8. Please explain how you would recruit effective candidates for the 2010 United States Senate races and how you would help those candidates.

I would work with the state party leadership and seek their input on identifying strong candidates to communicate the core principles of our party and build a winning coalition in his/her state. I would also work with the NRSC to identify our best opportunities and identify ways that we can strengthen the eventual nominee. I would not necessarily discourage primary competition. I believe, and President Obama’s campaign has demonstrated, that primaries can be very beneficial in preparing a candidate and a campaign for difficult challenges in a fall campaign. If a candidate can articulate the party’s ideals and energize the base in the primary – they will be a stronger general election candidate.

9. Please explain why the Republican Party should remain a pro-life party.

The Republican Party has consistently voted to protect life as part of our platform. I support that position, and believe it’s a fundamental right guaranteed in our nation’s founding document: “We hold these truths to be self-evident, that all men are created equal, that they are endowed by their Creator with certain unalienable Rights, that among these are Life, Liberty and the pursuit of Happiness.” I believe that life begins at conception and we must be committed to ensure the “right to life” for all Americans – born and unborn. That said, we must be vigilant with regard to our party’s tone on this issue. I fervently believe that this debate will not be won in our legislatures or our courts, but in the hearts and minds of the American people. And only a voice of compassion can win over those hearts and minds. Those confronted with unexpected pregnancy, debilitating disease or other issues that intersect with this debate are feeling desperate, and so emotions run high on this important issue. We must tone down the rhetoric, allow ourselves to see the world through the eyes of others, and hopefully take steps in the short term to reduce abortion, fund medical research that does not depend on embryonic stem cell and ease the despair of those who think assisted suicide is their only option. With patience and compassion, I do believe that we will win the debate on protecting life.

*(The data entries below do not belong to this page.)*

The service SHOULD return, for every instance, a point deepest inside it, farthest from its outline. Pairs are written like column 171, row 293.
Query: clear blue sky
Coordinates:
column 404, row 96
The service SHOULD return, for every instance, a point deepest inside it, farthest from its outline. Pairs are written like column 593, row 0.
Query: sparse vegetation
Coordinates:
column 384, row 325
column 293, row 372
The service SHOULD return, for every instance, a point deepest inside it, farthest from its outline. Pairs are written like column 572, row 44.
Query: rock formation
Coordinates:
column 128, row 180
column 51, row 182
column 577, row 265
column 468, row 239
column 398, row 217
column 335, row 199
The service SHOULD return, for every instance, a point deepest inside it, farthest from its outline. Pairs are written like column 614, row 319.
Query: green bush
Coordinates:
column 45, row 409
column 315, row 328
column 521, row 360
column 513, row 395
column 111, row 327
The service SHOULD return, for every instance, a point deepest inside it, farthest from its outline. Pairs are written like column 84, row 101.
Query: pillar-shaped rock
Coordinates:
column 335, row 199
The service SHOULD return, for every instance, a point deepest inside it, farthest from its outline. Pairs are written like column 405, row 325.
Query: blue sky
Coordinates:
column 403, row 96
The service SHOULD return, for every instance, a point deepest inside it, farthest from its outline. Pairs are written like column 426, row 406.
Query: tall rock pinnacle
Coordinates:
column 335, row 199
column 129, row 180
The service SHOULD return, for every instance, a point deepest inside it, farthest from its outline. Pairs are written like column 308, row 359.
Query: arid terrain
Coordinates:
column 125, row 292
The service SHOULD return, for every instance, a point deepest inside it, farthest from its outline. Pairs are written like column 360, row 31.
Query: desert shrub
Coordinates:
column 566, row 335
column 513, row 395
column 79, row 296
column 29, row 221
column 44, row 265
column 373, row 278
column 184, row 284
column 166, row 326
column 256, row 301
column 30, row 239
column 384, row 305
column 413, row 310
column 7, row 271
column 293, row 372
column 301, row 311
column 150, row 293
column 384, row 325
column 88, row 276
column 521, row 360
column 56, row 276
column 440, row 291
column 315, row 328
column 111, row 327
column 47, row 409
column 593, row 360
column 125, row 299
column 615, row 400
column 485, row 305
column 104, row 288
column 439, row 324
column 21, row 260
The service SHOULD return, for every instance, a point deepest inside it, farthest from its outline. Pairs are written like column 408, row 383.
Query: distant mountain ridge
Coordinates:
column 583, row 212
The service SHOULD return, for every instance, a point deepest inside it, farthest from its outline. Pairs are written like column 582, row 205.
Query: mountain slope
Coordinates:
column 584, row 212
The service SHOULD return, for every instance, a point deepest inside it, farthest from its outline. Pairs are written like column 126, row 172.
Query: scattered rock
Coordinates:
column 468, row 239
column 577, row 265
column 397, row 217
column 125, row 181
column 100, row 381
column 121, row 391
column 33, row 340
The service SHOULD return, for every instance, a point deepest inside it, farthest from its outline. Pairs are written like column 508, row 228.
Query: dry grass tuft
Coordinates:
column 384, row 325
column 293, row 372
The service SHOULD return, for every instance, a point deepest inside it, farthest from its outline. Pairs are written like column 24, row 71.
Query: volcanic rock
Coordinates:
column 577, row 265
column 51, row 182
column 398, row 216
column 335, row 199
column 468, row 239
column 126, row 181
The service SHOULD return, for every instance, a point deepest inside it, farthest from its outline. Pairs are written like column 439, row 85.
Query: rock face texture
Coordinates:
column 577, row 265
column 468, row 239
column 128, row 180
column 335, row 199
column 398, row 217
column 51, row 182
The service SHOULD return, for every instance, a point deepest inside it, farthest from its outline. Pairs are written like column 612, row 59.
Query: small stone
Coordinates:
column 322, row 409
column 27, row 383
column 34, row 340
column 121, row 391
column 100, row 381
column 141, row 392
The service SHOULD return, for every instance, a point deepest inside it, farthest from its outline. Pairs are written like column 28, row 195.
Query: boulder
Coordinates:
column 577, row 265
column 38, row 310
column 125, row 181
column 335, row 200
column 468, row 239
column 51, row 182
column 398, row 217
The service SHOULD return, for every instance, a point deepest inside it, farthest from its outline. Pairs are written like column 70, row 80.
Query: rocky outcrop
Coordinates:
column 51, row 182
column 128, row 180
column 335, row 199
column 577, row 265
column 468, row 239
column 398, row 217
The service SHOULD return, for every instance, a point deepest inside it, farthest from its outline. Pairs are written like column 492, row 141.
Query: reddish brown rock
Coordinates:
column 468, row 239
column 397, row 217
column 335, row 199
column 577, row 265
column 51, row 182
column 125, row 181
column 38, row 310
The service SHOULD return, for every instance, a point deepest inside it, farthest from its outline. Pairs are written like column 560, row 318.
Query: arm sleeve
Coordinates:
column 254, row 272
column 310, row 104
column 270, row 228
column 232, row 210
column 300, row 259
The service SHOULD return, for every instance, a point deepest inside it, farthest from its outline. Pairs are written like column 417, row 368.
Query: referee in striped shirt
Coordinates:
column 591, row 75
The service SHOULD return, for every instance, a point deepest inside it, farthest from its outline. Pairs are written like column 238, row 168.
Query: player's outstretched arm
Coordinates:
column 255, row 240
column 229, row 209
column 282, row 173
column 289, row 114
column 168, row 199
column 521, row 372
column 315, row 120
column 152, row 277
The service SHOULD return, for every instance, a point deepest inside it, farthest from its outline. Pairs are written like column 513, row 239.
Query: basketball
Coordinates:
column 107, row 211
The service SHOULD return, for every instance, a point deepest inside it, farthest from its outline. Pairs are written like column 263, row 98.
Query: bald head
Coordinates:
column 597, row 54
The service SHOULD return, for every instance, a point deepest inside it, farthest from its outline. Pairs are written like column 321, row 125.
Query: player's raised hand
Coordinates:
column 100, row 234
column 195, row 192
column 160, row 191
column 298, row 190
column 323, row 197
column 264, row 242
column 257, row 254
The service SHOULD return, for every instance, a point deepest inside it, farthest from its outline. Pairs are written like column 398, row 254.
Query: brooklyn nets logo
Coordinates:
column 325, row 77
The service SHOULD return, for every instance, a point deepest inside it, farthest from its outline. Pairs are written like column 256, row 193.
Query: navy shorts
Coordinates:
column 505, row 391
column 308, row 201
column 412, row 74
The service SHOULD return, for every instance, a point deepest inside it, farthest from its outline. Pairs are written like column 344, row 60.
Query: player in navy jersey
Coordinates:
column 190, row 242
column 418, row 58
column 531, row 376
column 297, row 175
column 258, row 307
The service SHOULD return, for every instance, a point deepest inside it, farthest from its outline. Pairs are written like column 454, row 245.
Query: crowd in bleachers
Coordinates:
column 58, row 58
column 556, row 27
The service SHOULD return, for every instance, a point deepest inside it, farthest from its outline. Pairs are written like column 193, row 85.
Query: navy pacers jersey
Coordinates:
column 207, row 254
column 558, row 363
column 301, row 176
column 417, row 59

10. Please explain what benchmarks you think would be fair to measure an RNC Chairman to determine if that Chairman has succeeded or failed in his task.

The benchmarks vary from cycle to cycle. But I believe that it is the party leader’s responsibility to build an organization and infrastructure that are strong, vibrant and energetic, prepared to be pressed into service by candidates at the appropriate time. The party can take the ball down the field, but only the candidates can get us over the goal line. This means that we need strong state and local parties that have the tools, resources and training necessary to get the job done. We need a leader that communicates with the team from the Republican Women’s Federation, to the Teenage Republicans and spends time motivating and encouraging their involvement. We also need a leader that is breaking new ground and opening doors into new regions, coalition groups and ethnic groups to help draw new energy to our party. We need to have a Get Out The Vote operation that is second to none – which means we must begin building and planning today. And finally, we must have a vibrant, aggressive fundraising program. During my time as Michigan Chairman, we raised nearly $30 million , making our party’s fundraising effort one of the most successful in the country.